Socrate, le regardant, lui dit:

«—Et toi aussi, reçois mes adieux; je ferai comme tu as dit. Et, se tournant vers nous:—Voyez, nous dit-il, quelle honnêteté dans cet homme! Tout le temps que j'ai été ici, il m'est venu voir souvent et il s'est entretenu avec moi; c'était le meilleur des hommes, et maintenant comme il me pleure de bon cœur!
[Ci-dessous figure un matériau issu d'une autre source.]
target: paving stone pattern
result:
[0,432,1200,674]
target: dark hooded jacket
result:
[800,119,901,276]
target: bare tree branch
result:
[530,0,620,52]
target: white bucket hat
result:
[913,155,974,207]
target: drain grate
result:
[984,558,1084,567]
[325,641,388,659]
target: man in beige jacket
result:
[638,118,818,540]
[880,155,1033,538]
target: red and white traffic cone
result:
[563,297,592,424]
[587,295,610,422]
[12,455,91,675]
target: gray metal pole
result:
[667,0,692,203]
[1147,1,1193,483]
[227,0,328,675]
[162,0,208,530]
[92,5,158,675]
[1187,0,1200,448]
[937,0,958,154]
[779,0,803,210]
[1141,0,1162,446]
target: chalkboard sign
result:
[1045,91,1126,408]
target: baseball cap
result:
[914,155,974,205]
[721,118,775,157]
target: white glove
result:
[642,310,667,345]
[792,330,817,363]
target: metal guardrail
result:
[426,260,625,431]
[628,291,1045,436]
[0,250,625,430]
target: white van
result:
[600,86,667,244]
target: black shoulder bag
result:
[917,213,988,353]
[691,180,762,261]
Mais allons, Criton, exécutons-nous de bonne grâce, et qu'on m'apporte le poison s'il est broyé; sinon, qu'il le prépare lui-même.

«—Mais je pense, Socrate, lui dit Criton, que le soleil est encore sur les montagnes, et qu'il n'est pas, couché; d'ailleurs, je sais que beaucoup de condamnés ne prennent le poison que longtemps après que l'ordre leur en a été donné; ne te hâte pas, tu as encore le temps.
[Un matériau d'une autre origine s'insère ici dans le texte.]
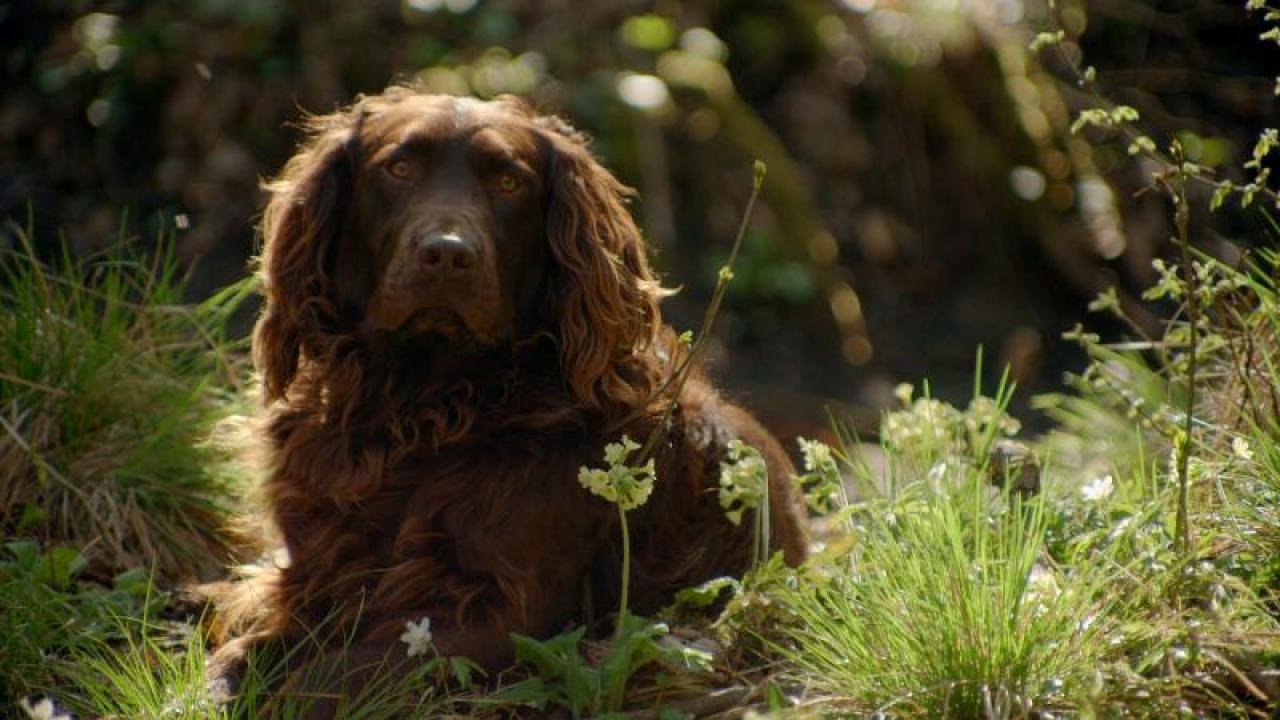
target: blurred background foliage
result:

«—Ceux qui font ce que tu dis, Criton, répondit Socrate, ont leurs raisons; ils croient que c'est autant de gagné; et moi, j'ai mes raisons aussi pour ne pas faire comme eux, car je me montrerais ridiculement amoureux de la vie en voulant l'économiser quand il n'y en a plus.» (Citation badine d'un vers d'Hésiode.)

XXVII.

L'esclave entre, portant la coupe.

«Fort bien, mon ami, lui dit Socrate; mais que faut-il que je fasse? c'est à toi de me l'apprendre.

«—Pas autre chose, lui répondit cet homme, que de te promener quand tu auras bu, jusqu'à ce que tu sentes tes jambes lourdes, et alors de te coucher sur ton lit.»
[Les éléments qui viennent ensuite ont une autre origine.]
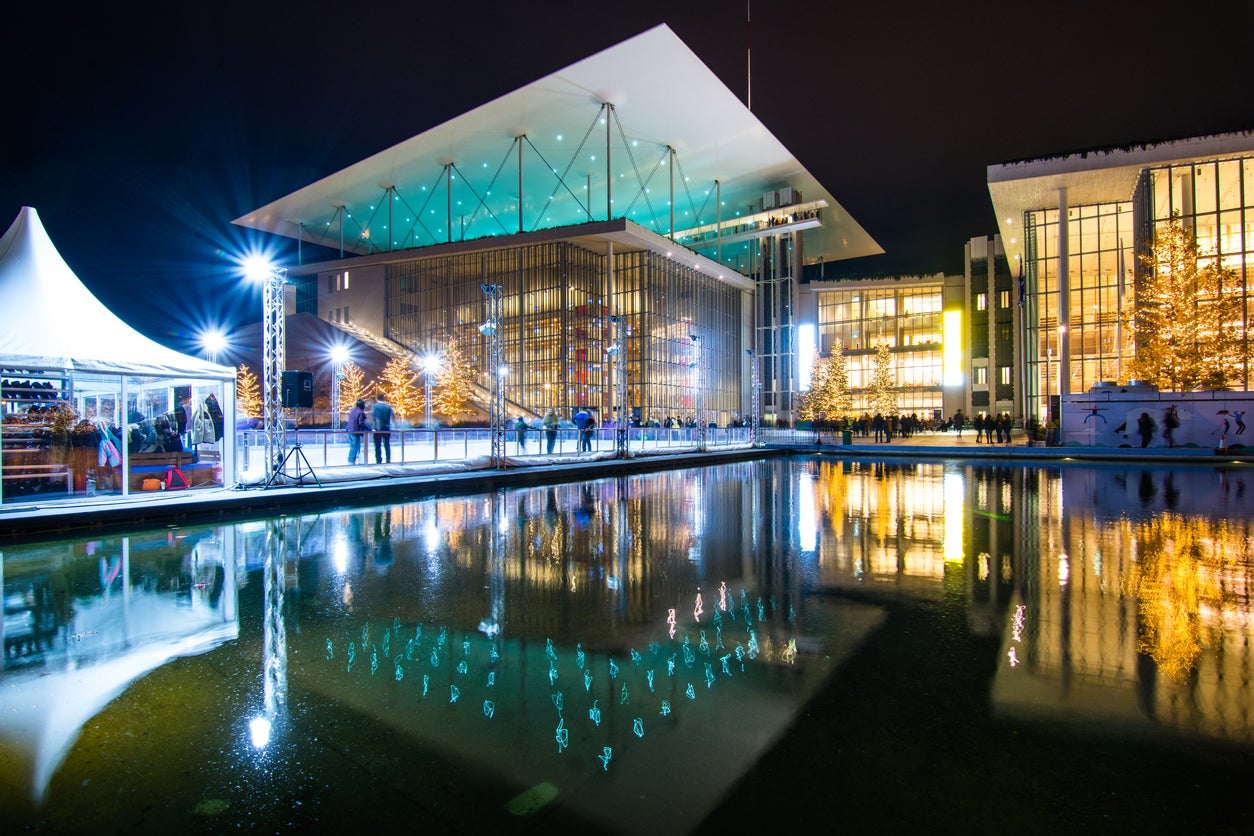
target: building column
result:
[1056,187,1071,401]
Et en même temps il lui tendit la coupe.

Socrate la prit avec la plus parfaite impassibilité, sans aucune émotion, sans changer ni de couleur ni de visage; mais, regardant cet homme d'un regard ferme et assuré comme à son ordinaire:

«Dis-moi, est-il permis de répandre un peu de ce breuvage pour en faire une libation?

«—Socrate, lui répondit l'homme, nous n'en broyons que ce qu'il est nécessaire d'en boire.

«—J'entends, dit Socrate; mais au moins il est permis et il est juste de faire ses prières aux dieux, afin qu'ils bénissent notre voyage et le rendent heureux; c'est ce que je leur demande; puissent-ils exaucer mes vœux!..» Après avoir dit cela, il porta la coupe à ses lèvres, et la but avec une tranquillité et une douceur incomparables.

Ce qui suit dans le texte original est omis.